Ri Ra, the uptown Irish pub damaged by fire in May 2009, has reopened, with new and refurbished furnishings.

“It’s been a long, arduous, but ultimately rewarding process restoring the pub,” David Kelly, co-founder and -owner, said in a press release. “My partner, Ciaran Sheehan, and his master Irish craftsmen have meticulously refurbished every piece of our antique furnishings."

The Victorian bar, built in the early 1800s according to its owners (both raised in Dublin), is newly free from layers of soot, as are the place's Guinness mirror, etched glass panels from the 1800s and a St. Patrick statue estimated to be more than a century old.

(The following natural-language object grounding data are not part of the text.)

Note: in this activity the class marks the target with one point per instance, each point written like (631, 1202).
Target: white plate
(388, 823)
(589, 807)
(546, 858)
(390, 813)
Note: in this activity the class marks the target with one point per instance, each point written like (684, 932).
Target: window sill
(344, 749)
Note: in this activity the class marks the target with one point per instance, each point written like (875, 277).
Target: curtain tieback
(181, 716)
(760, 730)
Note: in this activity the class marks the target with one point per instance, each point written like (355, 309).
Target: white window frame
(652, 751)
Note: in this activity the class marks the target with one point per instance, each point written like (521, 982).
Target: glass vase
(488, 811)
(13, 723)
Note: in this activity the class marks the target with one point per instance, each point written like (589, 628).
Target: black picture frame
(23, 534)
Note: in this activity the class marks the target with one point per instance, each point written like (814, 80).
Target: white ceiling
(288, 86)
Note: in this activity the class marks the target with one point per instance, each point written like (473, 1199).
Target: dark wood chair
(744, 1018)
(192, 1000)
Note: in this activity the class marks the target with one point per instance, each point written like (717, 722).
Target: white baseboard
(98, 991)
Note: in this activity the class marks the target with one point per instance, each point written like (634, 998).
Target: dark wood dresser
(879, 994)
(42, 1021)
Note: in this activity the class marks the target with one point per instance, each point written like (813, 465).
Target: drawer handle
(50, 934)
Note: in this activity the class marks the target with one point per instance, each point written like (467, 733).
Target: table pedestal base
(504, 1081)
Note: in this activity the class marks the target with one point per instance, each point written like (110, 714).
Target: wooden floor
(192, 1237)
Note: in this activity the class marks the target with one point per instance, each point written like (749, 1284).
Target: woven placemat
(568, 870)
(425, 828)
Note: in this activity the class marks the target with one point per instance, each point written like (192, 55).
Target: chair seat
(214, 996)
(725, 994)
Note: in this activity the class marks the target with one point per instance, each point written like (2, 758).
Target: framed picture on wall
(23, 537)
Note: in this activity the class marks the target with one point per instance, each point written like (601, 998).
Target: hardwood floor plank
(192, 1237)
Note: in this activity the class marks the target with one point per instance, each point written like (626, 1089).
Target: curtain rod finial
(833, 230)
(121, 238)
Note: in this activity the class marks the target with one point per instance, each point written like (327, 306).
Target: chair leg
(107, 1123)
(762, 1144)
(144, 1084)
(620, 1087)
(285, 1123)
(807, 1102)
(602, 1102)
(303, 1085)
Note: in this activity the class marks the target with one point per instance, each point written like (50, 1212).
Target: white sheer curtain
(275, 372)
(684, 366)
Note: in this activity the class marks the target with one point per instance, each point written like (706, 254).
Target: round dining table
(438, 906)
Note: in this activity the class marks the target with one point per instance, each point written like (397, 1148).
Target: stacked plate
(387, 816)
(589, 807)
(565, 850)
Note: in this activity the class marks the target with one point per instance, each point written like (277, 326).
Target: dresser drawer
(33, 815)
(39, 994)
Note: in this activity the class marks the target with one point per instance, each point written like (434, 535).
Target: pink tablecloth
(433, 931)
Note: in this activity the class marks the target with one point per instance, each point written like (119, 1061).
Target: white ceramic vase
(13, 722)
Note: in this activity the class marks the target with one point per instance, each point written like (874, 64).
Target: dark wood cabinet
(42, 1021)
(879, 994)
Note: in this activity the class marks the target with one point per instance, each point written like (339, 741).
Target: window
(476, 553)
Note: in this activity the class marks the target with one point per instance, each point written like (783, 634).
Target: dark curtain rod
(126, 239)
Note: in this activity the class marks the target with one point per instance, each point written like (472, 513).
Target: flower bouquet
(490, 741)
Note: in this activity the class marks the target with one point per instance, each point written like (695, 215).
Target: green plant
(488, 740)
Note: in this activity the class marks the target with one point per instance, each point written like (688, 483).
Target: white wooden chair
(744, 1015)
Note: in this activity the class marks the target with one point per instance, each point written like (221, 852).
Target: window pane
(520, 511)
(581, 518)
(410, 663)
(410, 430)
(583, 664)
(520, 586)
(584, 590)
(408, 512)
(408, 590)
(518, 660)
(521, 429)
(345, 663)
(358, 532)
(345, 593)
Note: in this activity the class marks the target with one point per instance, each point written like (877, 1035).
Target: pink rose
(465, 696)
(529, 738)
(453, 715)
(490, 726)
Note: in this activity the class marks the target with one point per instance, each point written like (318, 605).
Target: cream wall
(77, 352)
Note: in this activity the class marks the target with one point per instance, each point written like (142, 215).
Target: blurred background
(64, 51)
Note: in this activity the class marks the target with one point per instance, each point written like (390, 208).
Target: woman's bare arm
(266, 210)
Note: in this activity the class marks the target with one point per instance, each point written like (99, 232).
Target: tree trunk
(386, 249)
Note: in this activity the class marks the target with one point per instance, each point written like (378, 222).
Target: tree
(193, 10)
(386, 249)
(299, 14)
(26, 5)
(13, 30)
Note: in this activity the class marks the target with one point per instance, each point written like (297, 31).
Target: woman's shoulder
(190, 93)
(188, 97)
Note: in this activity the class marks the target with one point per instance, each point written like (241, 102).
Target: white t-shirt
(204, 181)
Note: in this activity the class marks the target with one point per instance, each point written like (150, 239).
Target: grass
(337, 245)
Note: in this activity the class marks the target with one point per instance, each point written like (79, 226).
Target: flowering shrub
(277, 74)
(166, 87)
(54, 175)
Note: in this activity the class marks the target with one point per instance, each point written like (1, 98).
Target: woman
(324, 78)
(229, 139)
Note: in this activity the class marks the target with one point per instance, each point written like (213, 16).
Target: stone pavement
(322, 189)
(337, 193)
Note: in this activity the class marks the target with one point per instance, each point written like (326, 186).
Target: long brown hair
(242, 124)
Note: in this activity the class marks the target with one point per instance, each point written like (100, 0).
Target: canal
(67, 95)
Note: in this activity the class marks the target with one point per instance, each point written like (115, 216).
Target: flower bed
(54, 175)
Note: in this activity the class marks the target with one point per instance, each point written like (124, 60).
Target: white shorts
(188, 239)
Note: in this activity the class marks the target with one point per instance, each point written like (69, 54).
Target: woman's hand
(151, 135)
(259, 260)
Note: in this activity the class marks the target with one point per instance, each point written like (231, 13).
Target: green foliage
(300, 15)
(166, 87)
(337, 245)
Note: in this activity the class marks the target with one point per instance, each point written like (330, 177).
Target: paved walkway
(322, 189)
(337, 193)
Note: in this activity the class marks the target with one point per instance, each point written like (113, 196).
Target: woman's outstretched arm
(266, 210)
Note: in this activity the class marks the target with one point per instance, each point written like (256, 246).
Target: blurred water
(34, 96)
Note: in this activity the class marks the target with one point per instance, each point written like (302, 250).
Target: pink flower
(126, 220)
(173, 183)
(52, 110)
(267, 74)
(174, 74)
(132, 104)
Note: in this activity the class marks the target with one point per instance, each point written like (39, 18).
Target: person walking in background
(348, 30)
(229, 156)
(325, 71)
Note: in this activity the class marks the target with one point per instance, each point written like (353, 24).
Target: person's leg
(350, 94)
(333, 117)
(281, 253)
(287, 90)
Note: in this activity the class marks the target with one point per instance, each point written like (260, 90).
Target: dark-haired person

New: the foyer's hardwood parquet floor, salvaged from the Harland and Wolff shipyard in Belfast. (Sound vaguely familiar? It's where the Titanic was built.)

The kitchen was renovated, too, and chef Tom LaFauci offers a menu of both traditional Irish dishes (house-brined corned beef, soda bread, beef and Guinness stew, Irish breakfast served at lunch and dinner) and more contemporary fare (mussels in whiskey garlic butter, broiled haddock with lemon crumb topping, and more).

The pub’s sandwich bar on Hearst Plaza has reopened as well. Hours at Ri Ra, which opened in 1997 and whose name means uproar or hubbub, are 11:30 a.m.-2 a.m. daily, with lunch and dinner and Irish-style brunch on weekends. 208 N. Tryon St.; 704-333-5554.